Full marks to Hampshire County Council and the Highways Authority for constructing a Toad Tunnel on Cufaude Lane in Bramley. It’s not just for Common Toads of course and all amphibians are welcome to use it. This ambitious project comprises guiding barriers (piping cut in half lengthways) that in theory corral amphibians into using a tunnel that runs under the road.

Above: The annual amphibian migration on Cufaude Lane has begun. The maps show where most animals have been recorded and the tables are patrol data for the last few days.

Gaps have been left in the guiding barriers, apparently for the passage of Great Crested Newts although that is only hearsay. It is noteworthy perhaps that Toad Patroller records over the years indicate the species does not regularly use this stretch of Cufaude Lane for migration. Of course, the gaps allow other similarly-sized amphibians, including Common Toads to squeeze through and on to the road, some might say defeating the object of the exercise.

Stepping back for a moment, the underlying logic is a bit puzzling. In theory a well-constructed tunnel would be used by Great Cresteds along with other amphibians. Looking at it another way, if the strategic gaps really allowed just Great Cresteds alone to pass through, is it OK for them to get squashed on the road, and not toads?

The principle of the idea is good. However, looking at it from the perspective of a toad it needs a few tweaks and finishing touches:

  • The east-side entrance to the tunnel stands proud of the guiding barriers and it seems unlikely that toads, frogs and newts would find it at any time, let alone in the dark.
  • The concept of ‘gaps’ in the guiding barriers need to be re-thought.
  • For some reason additional barriers have been installed between Zone C and the Toad Tunnel, a section of Cufaude Lane that is also an important zone for Toad migration. There are no obvious connections to the Toad Tunnel, and no obvious means of escape aside from the structural gaps designed supposedly for Great Crested Newts alone to pass through. It’s hard to imagine what the fate will be for amphibians that are unable to squeeze through the gaps.
Above: The installation of the Cufaude Lane Toad Tunnel. The project is in its infancy and undoubtedly a great idea.
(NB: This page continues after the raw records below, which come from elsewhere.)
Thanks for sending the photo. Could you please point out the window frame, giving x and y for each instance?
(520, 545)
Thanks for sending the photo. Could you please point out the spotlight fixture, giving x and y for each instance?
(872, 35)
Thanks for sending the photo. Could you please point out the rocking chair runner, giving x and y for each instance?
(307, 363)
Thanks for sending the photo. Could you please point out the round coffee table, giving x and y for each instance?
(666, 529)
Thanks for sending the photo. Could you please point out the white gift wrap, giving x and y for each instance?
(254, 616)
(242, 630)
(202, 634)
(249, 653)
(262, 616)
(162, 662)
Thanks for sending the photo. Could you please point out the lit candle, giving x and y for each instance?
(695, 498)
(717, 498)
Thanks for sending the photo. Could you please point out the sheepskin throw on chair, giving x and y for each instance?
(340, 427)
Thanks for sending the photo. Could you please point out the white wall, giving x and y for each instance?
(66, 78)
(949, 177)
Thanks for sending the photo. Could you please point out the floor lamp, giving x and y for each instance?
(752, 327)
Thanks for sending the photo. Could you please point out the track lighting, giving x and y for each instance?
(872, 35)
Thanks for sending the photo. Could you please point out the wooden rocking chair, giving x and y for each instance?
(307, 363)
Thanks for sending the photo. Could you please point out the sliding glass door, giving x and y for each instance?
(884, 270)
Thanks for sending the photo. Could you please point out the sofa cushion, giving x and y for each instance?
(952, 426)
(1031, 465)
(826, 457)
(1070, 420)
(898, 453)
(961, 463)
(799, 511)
However, there are questions about how successful it will be in practise until it has been refined.

It’s a pity the Cufaude Lane Toad Patrollers weren’t consulted during the construction phase of the Toad Tunnel. But it’s not too late to remedy the situation and it’s a ‘work in progress’ so the patrollers have been told…

Cufaude Lane’s Toad Tunnel will undoubtedly save amphibian lives at one of the most important migration hotspots on the highway. However, amphibians cross the road on a broad front and so the likelihood is that, short of affording it ‘restricted access’ status or it becoming a ‘No Through Road’, Toad Patrollers will always have a role to play. These days, I am taking my permitted daily exercise at dusk, wearing my trusty Hi-Viz jacket of course.